With an allocation of more than $9 million, Williamstown gets the lion’s share. And this may not be the end of it if the rejected Coles Williamstown bid for a $4.2 million multi-storey car park is revived. This will please Cr Peter Hemphill, but what about the other councillors whose wards look set to become Hobson Bay’s poor relations once again?
This debt will cost ratepayers more than $100,000 a year to service. I ask, what else could be done with this money?
I urge councillors to review this policy direction and consider those who they represent.
Diana Hogg, Laverton
Rates rise no surprise
So Maribyrnong council is putting up our rates by 4.7 per cent. Well, I’m not interested in an amalgamation with another council or even acquiring a larger rateable area.
For all the financial pain the Maribyrnong/Footscray council has inflicted on working- class people over the past 30 years, I would like to see this council merged into oblivion – never to be seen or heard from again.
Stephen Fry, Maidstone
East West Link
Opposition leader Daniel Andrews has made his contempt for the people of Melbourne’s west very clear by pledging to block construction of the western stage of the East West Link.
If he gets his way, the west will never get a second river crossing.
Apparently those travelling between the western suburbs and the city will just have to endure more congestion and delays under a Labor government.
It’s been well documented that the West Gate Bridge carries more than 165,000 vehicles per day, a figure expected to rise to 235,000 a day by 2031.
Mr Andrews asserts that his so-called West Gate distributor will solve the problem by taking 5000 trucks a day off the bridge.
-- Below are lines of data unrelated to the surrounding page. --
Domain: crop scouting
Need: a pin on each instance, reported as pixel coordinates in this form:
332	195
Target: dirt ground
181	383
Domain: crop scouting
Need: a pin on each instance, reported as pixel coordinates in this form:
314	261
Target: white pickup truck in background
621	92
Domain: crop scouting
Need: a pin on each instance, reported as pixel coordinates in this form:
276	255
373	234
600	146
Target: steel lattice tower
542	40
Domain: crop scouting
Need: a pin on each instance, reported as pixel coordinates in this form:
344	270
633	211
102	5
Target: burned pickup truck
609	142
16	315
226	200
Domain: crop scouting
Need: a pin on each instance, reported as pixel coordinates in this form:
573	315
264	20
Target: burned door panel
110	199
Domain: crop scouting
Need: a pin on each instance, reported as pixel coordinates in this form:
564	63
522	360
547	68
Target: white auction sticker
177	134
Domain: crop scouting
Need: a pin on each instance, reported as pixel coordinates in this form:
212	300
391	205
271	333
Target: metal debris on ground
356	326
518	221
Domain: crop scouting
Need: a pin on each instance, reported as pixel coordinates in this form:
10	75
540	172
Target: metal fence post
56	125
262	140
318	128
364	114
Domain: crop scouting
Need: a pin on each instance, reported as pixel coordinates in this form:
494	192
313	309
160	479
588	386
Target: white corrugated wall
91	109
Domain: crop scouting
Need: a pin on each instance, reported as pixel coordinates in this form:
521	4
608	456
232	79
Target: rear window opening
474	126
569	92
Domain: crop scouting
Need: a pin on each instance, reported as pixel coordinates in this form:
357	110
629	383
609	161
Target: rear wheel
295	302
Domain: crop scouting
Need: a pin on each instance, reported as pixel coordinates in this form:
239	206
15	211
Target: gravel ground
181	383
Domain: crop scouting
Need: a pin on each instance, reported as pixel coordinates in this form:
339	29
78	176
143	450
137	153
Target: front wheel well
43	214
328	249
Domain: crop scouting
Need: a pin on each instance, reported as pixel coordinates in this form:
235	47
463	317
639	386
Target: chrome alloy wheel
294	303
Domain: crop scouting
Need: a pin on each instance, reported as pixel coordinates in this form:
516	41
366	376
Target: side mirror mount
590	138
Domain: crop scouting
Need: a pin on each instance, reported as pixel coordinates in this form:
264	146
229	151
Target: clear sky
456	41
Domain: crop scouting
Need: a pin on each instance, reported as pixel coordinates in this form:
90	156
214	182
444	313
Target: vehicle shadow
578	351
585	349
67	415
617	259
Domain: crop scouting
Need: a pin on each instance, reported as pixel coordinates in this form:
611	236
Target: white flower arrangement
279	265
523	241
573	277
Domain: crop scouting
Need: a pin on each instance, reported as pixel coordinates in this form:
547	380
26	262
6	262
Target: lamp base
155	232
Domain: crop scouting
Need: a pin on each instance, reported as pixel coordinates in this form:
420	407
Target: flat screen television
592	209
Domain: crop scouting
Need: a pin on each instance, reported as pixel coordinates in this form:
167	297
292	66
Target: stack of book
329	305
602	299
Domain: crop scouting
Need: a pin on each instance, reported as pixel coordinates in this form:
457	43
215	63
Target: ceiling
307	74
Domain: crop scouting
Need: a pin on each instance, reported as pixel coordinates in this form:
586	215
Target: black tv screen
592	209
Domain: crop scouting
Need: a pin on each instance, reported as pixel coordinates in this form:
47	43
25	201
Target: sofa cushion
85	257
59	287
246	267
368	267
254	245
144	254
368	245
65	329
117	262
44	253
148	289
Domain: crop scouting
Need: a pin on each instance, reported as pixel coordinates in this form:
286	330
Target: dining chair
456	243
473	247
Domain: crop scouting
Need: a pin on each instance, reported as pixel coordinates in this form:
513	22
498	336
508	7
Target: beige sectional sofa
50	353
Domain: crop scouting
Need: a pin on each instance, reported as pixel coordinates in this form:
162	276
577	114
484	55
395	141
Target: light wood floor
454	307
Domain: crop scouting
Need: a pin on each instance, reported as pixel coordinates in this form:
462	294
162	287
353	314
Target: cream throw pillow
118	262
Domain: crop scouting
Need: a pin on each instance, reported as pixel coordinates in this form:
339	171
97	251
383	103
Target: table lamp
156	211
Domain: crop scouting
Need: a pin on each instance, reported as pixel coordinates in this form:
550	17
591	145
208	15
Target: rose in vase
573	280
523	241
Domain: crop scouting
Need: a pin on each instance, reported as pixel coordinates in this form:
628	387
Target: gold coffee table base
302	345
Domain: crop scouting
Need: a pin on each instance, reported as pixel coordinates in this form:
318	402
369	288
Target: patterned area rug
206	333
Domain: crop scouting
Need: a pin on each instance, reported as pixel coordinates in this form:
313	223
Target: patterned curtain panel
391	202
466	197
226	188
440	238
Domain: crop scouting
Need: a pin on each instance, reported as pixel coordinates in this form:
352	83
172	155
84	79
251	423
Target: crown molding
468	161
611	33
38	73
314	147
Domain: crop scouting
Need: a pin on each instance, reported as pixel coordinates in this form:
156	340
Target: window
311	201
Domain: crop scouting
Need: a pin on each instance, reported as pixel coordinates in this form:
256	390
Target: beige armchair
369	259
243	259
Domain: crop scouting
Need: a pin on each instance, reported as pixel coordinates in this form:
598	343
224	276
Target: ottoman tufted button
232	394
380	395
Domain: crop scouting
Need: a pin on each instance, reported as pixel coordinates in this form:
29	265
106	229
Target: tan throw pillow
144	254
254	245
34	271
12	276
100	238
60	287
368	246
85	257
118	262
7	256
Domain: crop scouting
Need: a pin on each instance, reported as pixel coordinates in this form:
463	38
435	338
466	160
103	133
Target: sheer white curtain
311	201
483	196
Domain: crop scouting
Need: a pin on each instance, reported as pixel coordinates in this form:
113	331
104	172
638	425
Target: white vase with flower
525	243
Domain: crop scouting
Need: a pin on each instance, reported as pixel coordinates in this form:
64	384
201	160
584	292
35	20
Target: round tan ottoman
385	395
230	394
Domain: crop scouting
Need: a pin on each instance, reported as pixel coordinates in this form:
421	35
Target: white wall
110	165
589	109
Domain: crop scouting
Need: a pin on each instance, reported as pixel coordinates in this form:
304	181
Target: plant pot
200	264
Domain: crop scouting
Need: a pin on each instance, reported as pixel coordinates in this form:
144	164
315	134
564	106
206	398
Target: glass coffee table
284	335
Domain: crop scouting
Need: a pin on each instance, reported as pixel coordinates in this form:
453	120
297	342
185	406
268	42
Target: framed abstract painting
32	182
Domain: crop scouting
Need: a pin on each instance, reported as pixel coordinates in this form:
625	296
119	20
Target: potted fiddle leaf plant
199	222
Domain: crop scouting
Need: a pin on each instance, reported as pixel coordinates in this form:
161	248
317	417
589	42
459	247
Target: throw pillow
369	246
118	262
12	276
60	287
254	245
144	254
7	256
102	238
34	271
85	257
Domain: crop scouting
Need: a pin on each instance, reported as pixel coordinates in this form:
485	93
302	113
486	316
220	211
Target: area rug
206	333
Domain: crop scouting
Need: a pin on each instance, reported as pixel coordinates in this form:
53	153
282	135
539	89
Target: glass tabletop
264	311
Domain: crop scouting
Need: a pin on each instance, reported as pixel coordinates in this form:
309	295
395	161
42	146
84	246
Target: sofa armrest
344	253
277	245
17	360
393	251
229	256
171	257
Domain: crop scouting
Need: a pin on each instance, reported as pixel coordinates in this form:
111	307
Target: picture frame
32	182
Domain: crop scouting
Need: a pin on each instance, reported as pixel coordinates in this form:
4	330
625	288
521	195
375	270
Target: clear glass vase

This is nonsense. Removing less than 3 per cent of traffic off the bridge will solve nothing.
His recent scorn for motorists in Melbourne’s west is all the more extraordinary, given that he has long spruiked a second crossing starting from the western side of Melbourne.
Labor can’t be trusted. It does not care about the west and has no plan to deal with the problem of traffic congestion.
Bernie Finn, Western Metropolitan Liberal MP
Labor has a short memory. In 2010, it was the ALP that first proposed a westlink tollway, a proposal that it now attacks the Liberal government on.
The people of the western suburbs do remember and can see through the hypocrisy.
Then and now, this tollway is not value for money. It won’t address traffic congestion and will burn money needed for investment in public transport and other essential services such as health.